When determining the number of k values you want to optimize both accuracy and performance. As k increases, accuracy increases but so does computational time. Looking at the elbow plot, the accuracy increases dramatically at low k values but levels off as k increases, displaying a diminishing rate of return as k increases. Based off of this graph, a good k value would be 9 because it has a high accuracy and high rate of change.
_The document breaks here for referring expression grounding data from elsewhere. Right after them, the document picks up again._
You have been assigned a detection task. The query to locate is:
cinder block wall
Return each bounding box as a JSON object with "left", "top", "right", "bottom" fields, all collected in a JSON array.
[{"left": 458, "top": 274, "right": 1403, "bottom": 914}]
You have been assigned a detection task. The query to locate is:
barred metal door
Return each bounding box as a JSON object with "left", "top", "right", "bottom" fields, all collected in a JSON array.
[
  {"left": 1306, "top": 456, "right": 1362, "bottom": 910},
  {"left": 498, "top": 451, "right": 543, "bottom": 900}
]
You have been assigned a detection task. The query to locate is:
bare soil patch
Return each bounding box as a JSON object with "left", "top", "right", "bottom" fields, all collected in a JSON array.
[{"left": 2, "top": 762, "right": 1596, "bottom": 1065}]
Once k is greater than 11, the increase in accuracy is negligible compared to the increase in computational cost.
When k=9:
Accuracy = 75%
P(False Positive) = 19%
P(False Negative) = 6%
Given specific data, this algorithm is able to detect if a piece of media is a commercial around 7 out of 10. This could be used to test if our commercials will be interpreted as commercials or tv and how to change our commercials to have similar characteristics as tv shows.
An important decision in this model is the number of neighbors to use. As seen in the elbow chart, increasing the number of neighbors increases accuracy logarithmically. Thus, the benefit of increasing the k value diminishes as k increases.
| k=3 | k=9 | |
|---|---|---|
| Accuracy | 73% | 75% |
| P(False Positive) | 17% | 19% |
| P(False Negative) | 10% | 6% |
Comparing the model with 3 neighbors and 9 neighbors, it is clear that using 9 neighbors increases the accuracy slightly and decreases the probabilty of a false negative. However, it also increases the probability of a false positive. In this scenario, we want to determine if a piece of media is a commercial (positive class) or not (negative class). Therefore, false positives are worse than false negatives so we would want to use the model with 3 neighbors. This decreases computational cost while also limiting the probability of incorrectly identifying a non-commercial as a commercial.
This algorithm does have limitations however. It was only trained using data from one TV network so it may not be representative of all media, or more importantly, the networks that we run our commercials on. Further training could be done on data from TV channels that we frequently air commercials on. Also, this model is only 75% accurate, which is not significantly better than taking a random guess from our data set(63%).